- Air pollution - Hydroxyl radical - Smog - Inversions
Air pollutants are substances in the atmosphere that have harmful effects. These include certain gases and aerosols such as dust, carbon, pollen, sea salts and microorganisms. Our atmosphere contains gases and water vapor that are essential to sustaining life.
3 factors affect amount of air pollution: - amount of air pollutants entering the air - amount of space into which they are dispersed - mechanisms to remove pollution from the air
Pollutants that enter the troposphere are usually removed within hours and carried by cumulus clouds into the upper layers of troposphere. The atmosphere naturally cleans itself but some pollutants are resistant and linger. The worst of these are ozone-depleting pollutants such as chlorine and bromine compounds.
Hydroxyl Radical (OH) is a naturally occurring cleansing agent in the atmosphere that oxidizes many gaseous compounds into harmless products and can also bring these pollutants down to the ground or water by precipitation.

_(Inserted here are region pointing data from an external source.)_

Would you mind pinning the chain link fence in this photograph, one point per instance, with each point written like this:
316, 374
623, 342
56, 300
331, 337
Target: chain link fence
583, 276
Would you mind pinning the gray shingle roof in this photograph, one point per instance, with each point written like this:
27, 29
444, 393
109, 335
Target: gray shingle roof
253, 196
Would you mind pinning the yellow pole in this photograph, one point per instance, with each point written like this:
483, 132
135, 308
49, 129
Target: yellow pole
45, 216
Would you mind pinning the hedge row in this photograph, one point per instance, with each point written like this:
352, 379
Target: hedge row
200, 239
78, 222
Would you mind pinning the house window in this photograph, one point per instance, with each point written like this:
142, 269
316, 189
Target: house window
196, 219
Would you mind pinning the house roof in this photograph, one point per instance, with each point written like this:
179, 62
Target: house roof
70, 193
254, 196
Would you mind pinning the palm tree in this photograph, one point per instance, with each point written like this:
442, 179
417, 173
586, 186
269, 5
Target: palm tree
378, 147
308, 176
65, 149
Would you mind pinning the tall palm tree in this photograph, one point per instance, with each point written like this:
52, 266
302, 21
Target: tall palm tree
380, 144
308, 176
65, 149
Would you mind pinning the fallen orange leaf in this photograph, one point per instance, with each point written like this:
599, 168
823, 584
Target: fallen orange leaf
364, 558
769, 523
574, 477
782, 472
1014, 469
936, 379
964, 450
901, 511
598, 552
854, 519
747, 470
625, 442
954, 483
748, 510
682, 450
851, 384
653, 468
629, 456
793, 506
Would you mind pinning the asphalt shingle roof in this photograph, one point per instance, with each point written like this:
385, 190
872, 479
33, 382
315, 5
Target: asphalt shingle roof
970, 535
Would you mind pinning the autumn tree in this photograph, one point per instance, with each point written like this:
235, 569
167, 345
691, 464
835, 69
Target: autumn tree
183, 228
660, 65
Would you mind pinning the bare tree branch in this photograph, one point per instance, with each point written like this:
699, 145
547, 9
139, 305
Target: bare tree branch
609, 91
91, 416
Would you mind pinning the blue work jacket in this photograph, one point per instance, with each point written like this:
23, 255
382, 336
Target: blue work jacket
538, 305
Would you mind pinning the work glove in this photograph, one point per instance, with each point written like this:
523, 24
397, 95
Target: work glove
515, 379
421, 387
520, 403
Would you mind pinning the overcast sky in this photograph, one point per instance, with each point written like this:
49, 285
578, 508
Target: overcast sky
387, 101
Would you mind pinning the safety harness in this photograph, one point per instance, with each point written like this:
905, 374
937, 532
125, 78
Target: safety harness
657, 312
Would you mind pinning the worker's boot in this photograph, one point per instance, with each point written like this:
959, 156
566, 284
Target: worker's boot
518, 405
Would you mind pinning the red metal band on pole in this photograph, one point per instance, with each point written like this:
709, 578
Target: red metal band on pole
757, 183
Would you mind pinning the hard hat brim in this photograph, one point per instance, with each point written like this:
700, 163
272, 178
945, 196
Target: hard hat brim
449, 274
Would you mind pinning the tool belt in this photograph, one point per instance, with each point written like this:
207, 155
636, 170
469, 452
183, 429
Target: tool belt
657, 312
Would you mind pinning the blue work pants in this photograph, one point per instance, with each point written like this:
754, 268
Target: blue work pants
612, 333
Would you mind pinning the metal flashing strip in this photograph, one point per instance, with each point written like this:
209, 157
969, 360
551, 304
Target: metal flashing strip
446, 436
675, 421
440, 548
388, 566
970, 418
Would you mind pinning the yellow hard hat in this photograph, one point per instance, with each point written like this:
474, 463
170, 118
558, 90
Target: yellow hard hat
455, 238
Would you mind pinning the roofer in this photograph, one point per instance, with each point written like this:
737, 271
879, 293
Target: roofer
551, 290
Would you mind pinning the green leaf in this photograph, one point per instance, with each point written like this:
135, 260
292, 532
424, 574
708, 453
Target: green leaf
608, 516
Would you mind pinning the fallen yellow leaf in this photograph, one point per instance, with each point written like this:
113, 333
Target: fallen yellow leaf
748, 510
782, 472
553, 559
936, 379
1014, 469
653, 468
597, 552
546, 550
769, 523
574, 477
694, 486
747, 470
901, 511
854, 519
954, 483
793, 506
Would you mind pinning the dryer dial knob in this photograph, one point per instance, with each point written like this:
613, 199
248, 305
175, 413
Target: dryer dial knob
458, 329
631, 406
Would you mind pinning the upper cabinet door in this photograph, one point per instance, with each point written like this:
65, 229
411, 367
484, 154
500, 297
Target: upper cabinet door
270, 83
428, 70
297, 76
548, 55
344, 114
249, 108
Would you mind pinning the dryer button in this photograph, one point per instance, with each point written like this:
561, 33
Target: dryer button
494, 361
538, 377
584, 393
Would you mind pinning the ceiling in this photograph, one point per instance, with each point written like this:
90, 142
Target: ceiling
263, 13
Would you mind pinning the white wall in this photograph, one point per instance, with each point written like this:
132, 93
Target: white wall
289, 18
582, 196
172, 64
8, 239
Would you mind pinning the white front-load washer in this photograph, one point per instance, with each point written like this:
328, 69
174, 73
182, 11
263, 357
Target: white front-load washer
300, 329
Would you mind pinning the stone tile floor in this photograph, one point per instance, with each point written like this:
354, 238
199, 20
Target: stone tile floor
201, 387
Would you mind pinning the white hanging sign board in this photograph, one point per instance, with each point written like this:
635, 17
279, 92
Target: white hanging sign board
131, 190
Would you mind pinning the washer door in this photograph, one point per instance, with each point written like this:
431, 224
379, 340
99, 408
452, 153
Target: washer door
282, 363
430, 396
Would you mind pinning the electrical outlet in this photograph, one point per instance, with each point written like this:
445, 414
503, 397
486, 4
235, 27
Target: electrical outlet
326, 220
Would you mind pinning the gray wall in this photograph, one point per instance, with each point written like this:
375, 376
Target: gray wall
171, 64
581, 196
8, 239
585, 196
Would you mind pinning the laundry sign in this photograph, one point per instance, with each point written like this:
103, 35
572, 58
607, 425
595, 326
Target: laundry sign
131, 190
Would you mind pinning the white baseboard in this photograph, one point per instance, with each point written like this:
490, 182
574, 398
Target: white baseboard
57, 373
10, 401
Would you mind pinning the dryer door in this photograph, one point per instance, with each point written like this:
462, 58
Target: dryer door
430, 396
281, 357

Human activity has raised concentrations of pollutants in the air. Some pollutants such as carbon monoxide do not break down easily and take months to oxidize. Others like methane can even take years.
Air pollution began in volume during the Industrial Revolution in the 1800s with crowded cities and the use of coal for heating and energy.
Industrial smog is a combination of smoke and fog that lingers in the air and is irritating. It contains sulfur, soot and water vapor. You can find this type of smog around industrial plants.
Photochemical smog is a hazy fog produced by pollutants from automobile exhausts acted upon by sunlight. Nitrogen oxides and volatile organic carbon compounds (VOCs) produce this brownish, irritating smog.
Atmospheric brown clouds (ABC) are aerosols that create a blanket of pollution that deplete the ozone. These are new forms of smog common in south and central Asia and contain soot and carbon from biomass burning. Atmospheric brown clouds make it hard to see in these areas as they block the sun, reduce snow and ice, lower crop yields, and reduce rainfall.
Inversion is the condition of cooler air below and warmer air above. Inversions intensify with smog.
Inversions increase how long pollutants stay in the air. This can prompt health officials to tell people to stay indoors if they have breathing problems. Smog can cause headaches, nausea and eye and throat irritation.